Monday, September 13, 2004

You, are not yourself.

I finally took a moment, stepped back and looked at myself. It's been a whirlwind these past 2 months...

California all seems blurry. Like it never happened. Or, if it did, like it was years ago. I remember vaguely these moments where I'd remind myself to back these memories up on my hardrive in my head, so I'd never forget, so if I ever felt lost in some sort of revere I could remember that there is a place for me. And it's not here.

I've been in school for 4 weeks now. It seems like yesterday was my first day. Of kindergarten. "Bye Daddy," I waved as they closed the door, his video camera on as he walked down the hall. I wore a blue and white dress and looked around anxiously. I grabbed a teddy bear and found a seat by myself and bit my nails. A girl who would remain my friend for more than 12 years would sit next to me, and together, we would pick our noses. (Thank the Lawd some things change!)

I've been going through lists and lists of colleges in New York, in Pennsylvania and Massachussettes. There's about 4 so far that I'm truly interested in, though I can't seem to get past the websites. I get a panicky feeling in my chest, shortness of breath and X it out in a moment's weakness. What is it that I'm so afraid of?

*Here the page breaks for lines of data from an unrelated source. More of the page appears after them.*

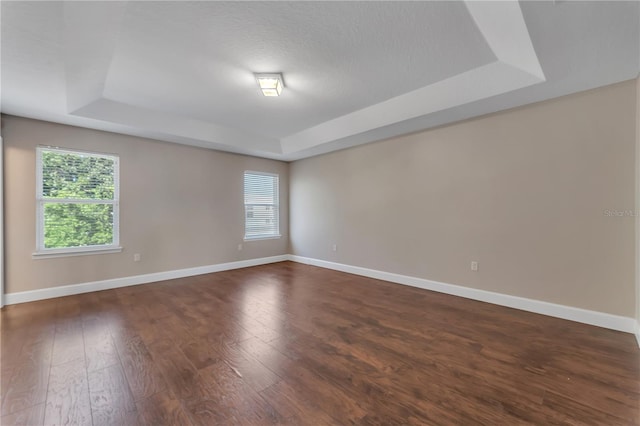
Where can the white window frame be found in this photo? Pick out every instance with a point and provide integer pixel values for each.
(276, 204)
(114, 247)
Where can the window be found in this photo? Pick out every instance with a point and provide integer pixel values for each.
(261, 200)
(77, 201)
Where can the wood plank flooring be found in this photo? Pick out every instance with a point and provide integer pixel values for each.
(295, 344)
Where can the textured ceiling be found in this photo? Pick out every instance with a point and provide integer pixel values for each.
(355, 72)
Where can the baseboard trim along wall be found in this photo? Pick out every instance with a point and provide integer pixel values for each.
(68, 290)
(600, 319)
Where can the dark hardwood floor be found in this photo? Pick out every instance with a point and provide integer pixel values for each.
(295, 344)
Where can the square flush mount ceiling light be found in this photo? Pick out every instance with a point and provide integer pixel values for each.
(270, 84)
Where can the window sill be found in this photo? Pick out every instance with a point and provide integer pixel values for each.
(269, 237)
(70, 253)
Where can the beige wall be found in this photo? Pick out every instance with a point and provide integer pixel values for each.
(638, 204)
(524, 192)
(181, 206)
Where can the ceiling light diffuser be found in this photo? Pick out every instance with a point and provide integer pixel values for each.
(270, 84)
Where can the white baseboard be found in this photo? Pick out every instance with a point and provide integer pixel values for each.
(68, 290)
(600, 319)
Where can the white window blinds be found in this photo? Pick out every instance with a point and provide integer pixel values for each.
(261, 200)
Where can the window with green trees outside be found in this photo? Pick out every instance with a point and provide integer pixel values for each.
(77, 201)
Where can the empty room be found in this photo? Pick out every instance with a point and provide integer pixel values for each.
(320, 213)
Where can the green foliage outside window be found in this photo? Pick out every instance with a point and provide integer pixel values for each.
(84, 182)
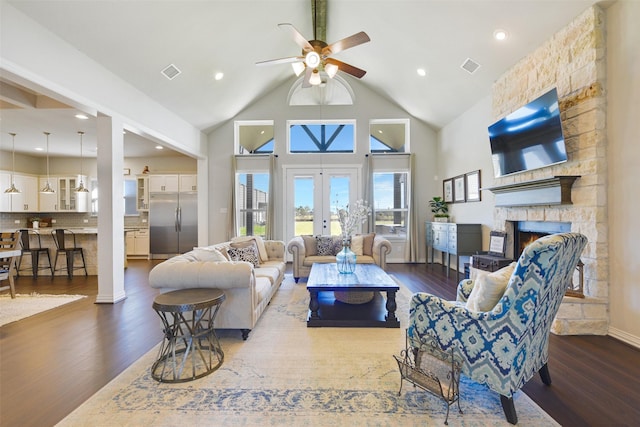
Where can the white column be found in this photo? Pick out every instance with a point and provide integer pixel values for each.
(110, 210)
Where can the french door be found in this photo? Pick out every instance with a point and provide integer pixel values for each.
(312, 197)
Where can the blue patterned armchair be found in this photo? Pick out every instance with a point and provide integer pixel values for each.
(505, 347)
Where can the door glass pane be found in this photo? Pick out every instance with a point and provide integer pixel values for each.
(339, 198)
(303, 204)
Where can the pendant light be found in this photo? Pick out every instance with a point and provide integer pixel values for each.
(12, 189)
(81, 188)
(47, 189)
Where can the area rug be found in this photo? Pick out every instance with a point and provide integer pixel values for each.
(288, 374)
(23, 305)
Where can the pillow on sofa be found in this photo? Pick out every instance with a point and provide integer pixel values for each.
(357, 245)
(488, 288)
(209, 254)
(259, 242)
(310, 245)
(324, 245)
(248, 253)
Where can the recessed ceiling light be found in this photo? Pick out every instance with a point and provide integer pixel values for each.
(500, 34)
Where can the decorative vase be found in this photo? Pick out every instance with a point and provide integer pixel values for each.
(346, 258)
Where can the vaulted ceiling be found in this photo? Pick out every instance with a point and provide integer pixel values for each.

I suprise myself. My actions over the last few weeks seem to be done by a stranger. I no longer know me. Am I spinning out of control? Is this what it feels like to lose your mind? Get lost in a haze of drugs at midnight, wake up the next morning completely fine, though clad in a facade toward your family and friends because they have no idea what you've been up to or would not believe you if you told them? Does that seem like me or somebody else? My alter ego who has a completely different web of connections and friends, different language, different actions? And then, when she returns, has no guilt nor shame nor compassion for what she has done. And she just doesn't get it, I think. I can't help but wonder when I will return. I can't tell where she begins and I end.

I'm afraid of not being in compliance with the AOL TOS Laws on here. Maybe one day I will offend someone and I will go to update my journal and, without warning, it'd be gone. I don't know, but the way I feel is, anything on my journal can offendanyone out there. It's just that broad. Maybe someone has an adversion to Cory Matthews, or to Denny's or to sex. Those are all topics I have written about on here and bada-bing! Someone gets offended and I'm wiped out! It's not fair! I would have no back-up copy of it and an entire chapter of my life would be gone, gone, gone. I can easily stumble across someone's journal that offends me, but I know better than to just complain about what I don't like and X out the journal. If I don't like it, I won't go there again. Ah, if only that were the Golden Rule.

The inevitable, proverbial crossroads lie ahead of me.

I feel yet another gray grass sprouting at the head of this Chia.